Solar Viewing

The Sun

At the Observatory
On most Saturdays (usually from 10.30 a.m. until about 1.00 p.m.) several Society members visit the Observatory to carry out maintenance tasks etc and, if the weather is suitable, they may make available to visitors to the Observatory - whether Society members or not - telescopes suitable for viewing the Sun IN A SAFE MANNER.

N.B. NEVER LOOK DIRECTLY AT THE SUN WITHOUT HAVING SUITABLE EYE PROTECTION - PERMANENT AND IRREVERSIBLE EYE DAMAGE MAY RESULT. Also, the Sun should never be observed with any optical apparatus that has not been fitted with a proper solar filter.

The Society has several telescopes fitted with solar filters including our large Celestron 11-inch telescope.

Fiery Looping Rain on the Sun

Activity on the Sun
Eruptive events on our nearest star can be wildly different.
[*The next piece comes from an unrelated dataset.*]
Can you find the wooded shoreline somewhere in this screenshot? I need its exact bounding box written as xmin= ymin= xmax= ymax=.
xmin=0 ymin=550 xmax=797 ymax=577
Some come just with a solar flare, some with an additional ejection of solar material called a coronal mass ejection (CME), and some with complex moving structures in association with changes in magnetic field lines that loop up into the Sun's atmosphere, the corona.
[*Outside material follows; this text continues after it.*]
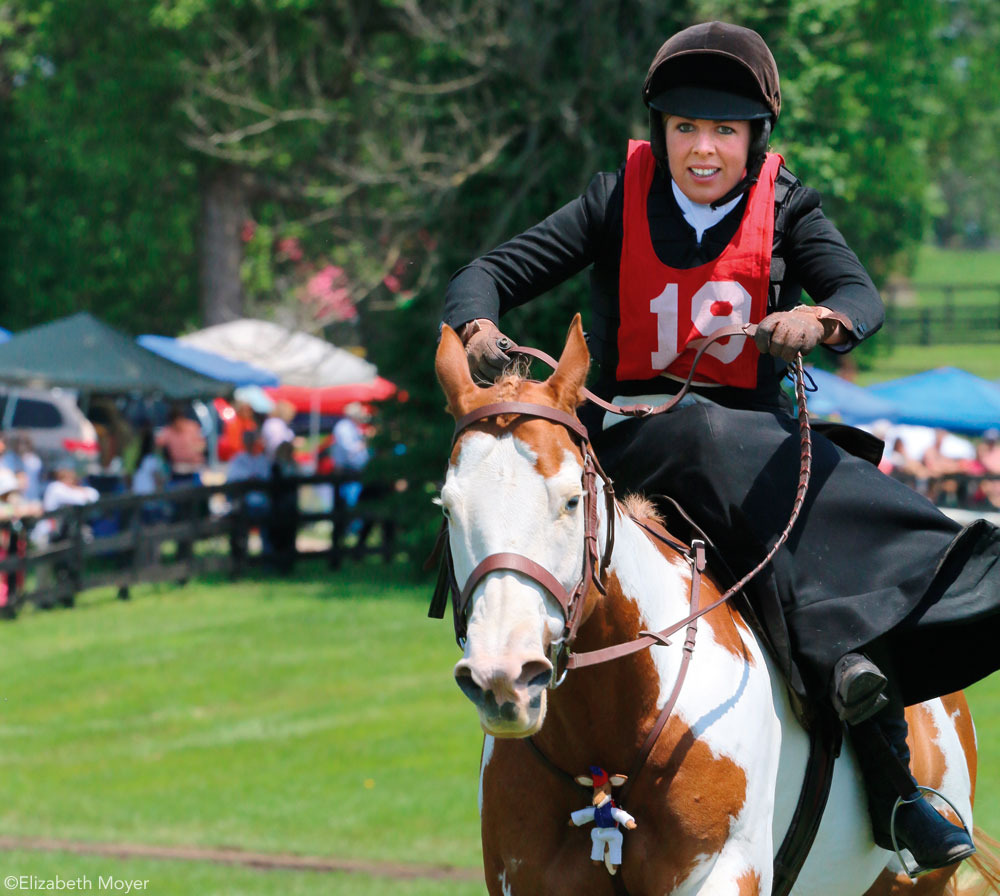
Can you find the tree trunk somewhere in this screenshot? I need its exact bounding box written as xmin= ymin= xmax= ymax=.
xmin=200 ymin=168 xmax=250 ymax=326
On 19 July 2012, an eruption occurred on the Sun that produced all three. A moderately powerful solar flare exploded on the Sun's lower right hand limb, sending out light and radiation. Next came a CME, which shot off to the right out into space. And then the Sun treated viewers to one of its dazzling magnetic displays -- a phenomenon known as coronal rain.